Wednesday, April 26, 2006

Masking the Un-Masked

With Apple's release last week of boot-camp, allowing mac users to finally be able to run windows on their, um, macs, we have reached the final resolution of one of the great corporate struggles of the 20th century. Unfortunately, PC owners cannot use OS X, but that is to be expected. Reciprocation is over-rated in Steve Jobs' universe. Unless of course it is very lucrative, in the case of the iPod. Of course if Jobs stood on principle in that case and made iPods only Mac compatible he would have been a veritable iDiot--but let us not ignore the larger repercussions of this transition. A mac running windows. Think about it, its like the Cold-War is over. Coca Cola is being sold in a vendor by the Red Square. Plans of world domination usually end up in one of these pernicious compromises. So can someone tell me what it means to have a mac?
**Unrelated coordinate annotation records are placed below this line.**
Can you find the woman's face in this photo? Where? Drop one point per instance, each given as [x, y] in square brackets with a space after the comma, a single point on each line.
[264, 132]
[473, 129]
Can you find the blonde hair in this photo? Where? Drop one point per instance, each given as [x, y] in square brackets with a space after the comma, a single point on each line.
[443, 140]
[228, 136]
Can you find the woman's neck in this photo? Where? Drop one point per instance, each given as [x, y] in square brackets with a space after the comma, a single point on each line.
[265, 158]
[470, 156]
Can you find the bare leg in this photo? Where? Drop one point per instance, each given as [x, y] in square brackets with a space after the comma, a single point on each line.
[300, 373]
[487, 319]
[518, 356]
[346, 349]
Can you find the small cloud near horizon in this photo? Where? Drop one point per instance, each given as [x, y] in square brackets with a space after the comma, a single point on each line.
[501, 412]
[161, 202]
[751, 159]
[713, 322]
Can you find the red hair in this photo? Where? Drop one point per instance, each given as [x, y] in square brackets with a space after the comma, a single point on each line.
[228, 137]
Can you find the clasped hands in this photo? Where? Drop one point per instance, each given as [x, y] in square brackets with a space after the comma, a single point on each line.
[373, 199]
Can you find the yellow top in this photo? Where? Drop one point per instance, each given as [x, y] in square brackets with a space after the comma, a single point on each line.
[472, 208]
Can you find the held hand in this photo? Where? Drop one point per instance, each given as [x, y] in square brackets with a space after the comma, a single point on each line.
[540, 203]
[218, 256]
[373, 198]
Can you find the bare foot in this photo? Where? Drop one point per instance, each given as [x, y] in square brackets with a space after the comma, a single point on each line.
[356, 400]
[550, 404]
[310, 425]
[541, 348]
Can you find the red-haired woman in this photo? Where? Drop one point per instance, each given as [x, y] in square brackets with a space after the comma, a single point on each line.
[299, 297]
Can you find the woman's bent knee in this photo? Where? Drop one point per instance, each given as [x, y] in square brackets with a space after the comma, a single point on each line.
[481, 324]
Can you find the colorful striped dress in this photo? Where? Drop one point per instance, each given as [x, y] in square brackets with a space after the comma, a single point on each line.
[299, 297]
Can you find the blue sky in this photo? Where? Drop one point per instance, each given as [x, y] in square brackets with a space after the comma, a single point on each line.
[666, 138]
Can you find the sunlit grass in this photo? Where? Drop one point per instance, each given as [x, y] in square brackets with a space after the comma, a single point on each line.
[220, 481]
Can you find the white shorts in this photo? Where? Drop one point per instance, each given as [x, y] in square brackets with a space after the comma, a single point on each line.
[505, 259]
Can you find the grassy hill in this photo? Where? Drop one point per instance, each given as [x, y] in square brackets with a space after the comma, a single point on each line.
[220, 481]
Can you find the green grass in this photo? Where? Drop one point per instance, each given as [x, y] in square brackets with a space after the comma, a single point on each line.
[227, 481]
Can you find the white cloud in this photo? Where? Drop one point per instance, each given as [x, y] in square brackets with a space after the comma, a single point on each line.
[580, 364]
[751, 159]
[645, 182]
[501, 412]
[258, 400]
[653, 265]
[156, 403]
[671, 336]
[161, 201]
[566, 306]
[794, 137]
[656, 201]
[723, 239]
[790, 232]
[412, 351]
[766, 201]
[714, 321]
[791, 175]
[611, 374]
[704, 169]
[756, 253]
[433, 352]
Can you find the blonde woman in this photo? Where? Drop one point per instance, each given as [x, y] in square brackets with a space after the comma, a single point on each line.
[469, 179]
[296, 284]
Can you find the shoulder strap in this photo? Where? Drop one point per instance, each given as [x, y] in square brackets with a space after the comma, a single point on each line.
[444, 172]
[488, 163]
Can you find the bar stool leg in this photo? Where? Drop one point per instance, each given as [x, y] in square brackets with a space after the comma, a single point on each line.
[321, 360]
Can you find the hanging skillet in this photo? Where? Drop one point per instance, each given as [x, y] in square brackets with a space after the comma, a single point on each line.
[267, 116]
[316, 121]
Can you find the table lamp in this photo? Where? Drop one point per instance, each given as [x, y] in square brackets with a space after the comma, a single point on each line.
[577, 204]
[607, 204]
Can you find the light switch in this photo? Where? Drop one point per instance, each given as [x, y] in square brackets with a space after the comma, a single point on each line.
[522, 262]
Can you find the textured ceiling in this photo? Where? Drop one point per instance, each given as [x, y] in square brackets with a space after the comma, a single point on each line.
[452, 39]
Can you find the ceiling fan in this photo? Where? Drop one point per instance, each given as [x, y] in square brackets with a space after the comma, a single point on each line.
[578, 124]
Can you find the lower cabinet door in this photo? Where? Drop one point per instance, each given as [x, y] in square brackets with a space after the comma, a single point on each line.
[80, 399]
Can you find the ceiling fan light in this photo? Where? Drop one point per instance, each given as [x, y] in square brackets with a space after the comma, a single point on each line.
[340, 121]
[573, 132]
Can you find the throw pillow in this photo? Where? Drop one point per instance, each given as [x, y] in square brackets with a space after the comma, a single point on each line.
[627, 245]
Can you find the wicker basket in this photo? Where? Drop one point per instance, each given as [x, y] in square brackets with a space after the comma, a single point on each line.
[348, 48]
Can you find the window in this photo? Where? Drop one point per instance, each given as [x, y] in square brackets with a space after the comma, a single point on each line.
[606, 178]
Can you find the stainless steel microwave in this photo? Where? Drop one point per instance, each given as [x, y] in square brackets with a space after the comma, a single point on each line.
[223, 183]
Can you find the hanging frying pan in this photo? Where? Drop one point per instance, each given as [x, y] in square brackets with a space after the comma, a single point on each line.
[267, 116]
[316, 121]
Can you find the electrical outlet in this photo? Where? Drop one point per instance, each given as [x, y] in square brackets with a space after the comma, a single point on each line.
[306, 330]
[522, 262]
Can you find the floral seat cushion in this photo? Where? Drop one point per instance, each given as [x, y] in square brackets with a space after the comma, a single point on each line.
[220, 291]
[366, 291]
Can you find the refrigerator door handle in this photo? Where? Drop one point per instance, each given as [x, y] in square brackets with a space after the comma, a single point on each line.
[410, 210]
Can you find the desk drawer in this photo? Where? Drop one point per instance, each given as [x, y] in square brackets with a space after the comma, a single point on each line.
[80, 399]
Has it always been our dark hidden desire, as mac users, to finally be able to run free in the application-rich fields of Microsoft Windows? I agree with Lacan that the desire principle, unlike jouissance, is based on the impossibility of actual gratification--once that desire becomes a reality, it is no longer of interest. In fact, it could become a shock for a subject to realize that the thing that he or she desires is not only possible but now a reality. Or is it more like jouissance in the sense that you can now revel in it, almost masturbatory, a sort of final connection with the Other. When I saw the MacBook Pro running XP, I was flabbergasted--speechless for a moment, then I remembered all those versions of UnReal that were denied to me in my childhood, trying to convince myself that Photoshop LE was as much fun and performed better on my Quadra 650 than any PC. Why that mattered is hardly the appropriate question, the times they are a-changing--uniformity is the name of the game in a globalized world. You can't possibly have two different political economy systems, they have to be one. You can't have multiple capitals for cinema, it has to be one and it has to be hollywood. The next thing I predict is that Coke will invade Pepsi, and then the Capitalist Messiah will appear and begin the final End of Days Sale.